Laboratory grown Organs, a Thymus from scratch

Implanted Thymus (dark) and lighter kidney cells

Implanted Thymus (dark) and lighter kidney cells

Researchers from the MRC centre for regenerative medicine, at the university of Edinburgh have tweaked harvested cells to form Thymus cells in the laboratory. These cells then formed a fully functioning Thymus inside a living mouse after they were grafted onto it’s kidney.

The Thymus is an organ located in your chest cavity fairly close to the heart. It has a important function in your immunity. This function is to mature T-cells, a specialized type of cells in the immune system. T-cells attacks foreign substances(antigens) that it can identify through receptors on its surface. This ability is what is “learned” inside the Thymus. The T-cells runs a type of “gauntlet” in side the Thymus. The inside of the Thymus is lined with foreign proteins, if the T-cells do not react to those foreign proteins they are programmed for destruction, since an immunce cell that don’t attack foreign proteins are fairly useless. The T-cells then run a similar gauntlet but this time with the body’s own proteins, if they react to those they are also terminated. But now it’s thyme to get to the science news =).

Laboratory Grown Organs

The researchers took fibroblasts, a type of cells, from a mouse embryo and converted them into Thymus epithelial cells. Epithelial cells are a grouping of cells that line the surface of structures in the body. The conversion of the fibroblasts were accomplished by activating a gene in the fibroblasts DNA called FOXN1. This gene normally guides the development of the thymus in the embryonic state. After this activation the fibroblasts became a different type of cells called: induced thymus epithelial cells or iTECs. These cells were mixed with other cells associated with the Thymus and were grafted onto kidneys of laboratory mice. The mice was genetically identical to the harvested fibroblasts to avoid any rejection issues.

After four weeks the implanted cells had formed a fully functional Thymus with all the structures that exists in a normally developed organ.  The transplanted Thymus functioned normally. The researcher’s tests found that it efficiently matured the two most common types of T-cells; helper T-cells and Killer T-cells.

The implications of this is of course huge to regenerative medicine. To be able to grow organs  in the lab instead of relying on donations for transplantation could solve plenty of problems for the chronically ill.
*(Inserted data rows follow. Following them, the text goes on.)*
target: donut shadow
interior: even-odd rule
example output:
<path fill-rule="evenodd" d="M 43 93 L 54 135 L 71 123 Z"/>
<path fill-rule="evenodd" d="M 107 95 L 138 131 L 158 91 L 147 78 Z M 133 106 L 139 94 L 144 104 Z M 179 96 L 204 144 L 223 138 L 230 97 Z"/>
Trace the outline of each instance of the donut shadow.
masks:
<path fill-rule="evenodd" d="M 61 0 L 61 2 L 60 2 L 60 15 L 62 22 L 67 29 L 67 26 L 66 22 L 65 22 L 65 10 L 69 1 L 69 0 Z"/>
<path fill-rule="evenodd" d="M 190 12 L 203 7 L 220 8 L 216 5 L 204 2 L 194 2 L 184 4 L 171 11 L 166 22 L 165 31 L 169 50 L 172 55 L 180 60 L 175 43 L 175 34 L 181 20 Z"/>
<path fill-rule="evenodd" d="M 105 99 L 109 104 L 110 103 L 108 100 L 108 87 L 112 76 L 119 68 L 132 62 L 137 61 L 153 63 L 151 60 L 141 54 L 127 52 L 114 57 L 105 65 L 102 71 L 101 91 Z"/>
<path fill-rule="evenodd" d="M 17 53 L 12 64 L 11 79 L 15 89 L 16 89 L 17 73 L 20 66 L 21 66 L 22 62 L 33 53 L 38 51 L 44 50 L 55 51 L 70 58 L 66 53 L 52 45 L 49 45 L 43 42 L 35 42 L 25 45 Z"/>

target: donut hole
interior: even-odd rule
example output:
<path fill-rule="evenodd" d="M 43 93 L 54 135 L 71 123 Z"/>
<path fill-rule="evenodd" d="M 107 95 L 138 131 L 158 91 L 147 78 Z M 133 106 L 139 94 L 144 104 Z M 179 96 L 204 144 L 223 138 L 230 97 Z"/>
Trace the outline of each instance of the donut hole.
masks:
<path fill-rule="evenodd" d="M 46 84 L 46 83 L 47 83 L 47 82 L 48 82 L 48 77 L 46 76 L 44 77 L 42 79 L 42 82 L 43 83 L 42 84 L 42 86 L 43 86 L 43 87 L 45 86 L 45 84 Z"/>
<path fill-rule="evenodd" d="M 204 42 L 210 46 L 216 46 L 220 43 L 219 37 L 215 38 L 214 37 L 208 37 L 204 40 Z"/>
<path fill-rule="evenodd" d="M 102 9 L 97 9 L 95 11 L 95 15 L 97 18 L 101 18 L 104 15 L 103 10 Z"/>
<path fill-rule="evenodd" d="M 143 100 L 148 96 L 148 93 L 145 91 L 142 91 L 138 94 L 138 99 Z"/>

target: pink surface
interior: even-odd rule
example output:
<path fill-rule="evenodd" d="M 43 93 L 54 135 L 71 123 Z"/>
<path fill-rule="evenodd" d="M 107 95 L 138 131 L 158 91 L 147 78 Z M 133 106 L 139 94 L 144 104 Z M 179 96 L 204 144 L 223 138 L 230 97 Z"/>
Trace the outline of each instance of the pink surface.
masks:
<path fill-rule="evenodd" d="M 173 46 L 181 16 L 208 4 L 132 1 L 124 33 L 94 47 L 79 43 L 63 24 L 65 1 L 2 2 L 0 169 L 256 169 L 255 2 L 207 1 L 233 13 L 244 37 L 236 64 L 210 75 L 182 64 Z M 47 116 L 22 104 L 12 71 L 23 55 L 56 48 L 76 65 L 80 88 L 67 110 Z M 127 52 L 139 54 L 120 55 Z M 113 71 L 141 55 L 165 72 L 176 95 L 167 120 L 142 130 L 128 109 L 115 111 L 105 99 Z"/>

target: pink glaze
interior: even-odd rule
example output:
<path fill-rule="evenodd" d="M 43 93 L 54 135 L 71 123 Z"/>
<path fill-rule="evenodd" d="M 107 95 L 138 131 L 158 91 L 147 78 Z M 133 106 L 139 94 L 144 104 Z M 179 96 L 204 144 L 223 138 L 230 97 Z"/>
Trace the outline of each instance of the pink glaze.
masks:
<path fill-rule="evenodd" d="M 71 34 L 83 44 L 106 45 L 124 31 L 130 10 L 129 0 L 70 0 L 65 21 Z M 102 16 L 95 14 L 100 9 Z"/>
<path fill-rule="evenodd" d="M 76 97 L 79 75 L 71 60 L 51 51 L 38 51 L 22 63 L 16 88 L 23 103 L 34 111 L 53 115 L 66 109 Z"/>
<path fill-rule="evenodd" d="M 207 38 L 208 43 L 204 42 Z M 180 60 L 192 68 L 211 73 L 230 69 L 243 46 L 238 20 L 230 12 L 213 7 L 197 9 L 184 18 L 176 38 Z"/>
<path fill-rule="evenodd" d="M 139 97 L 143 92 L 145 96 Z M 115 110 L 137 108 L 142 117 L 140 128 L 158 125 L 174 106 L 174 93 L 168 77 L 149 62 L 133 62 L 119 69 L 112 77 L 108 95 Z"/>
There is of course a long way to go to even get to human trials with the laboratory grown Thymus but it could potentially help people that either are born without a Thymus as is the case in a rare disease called DiGeorge syndrome or people with reduced immunity for any reason. Fragments of organs have been grown previously but this fully functioning organ is a big step forward towards being able to create body spare parts.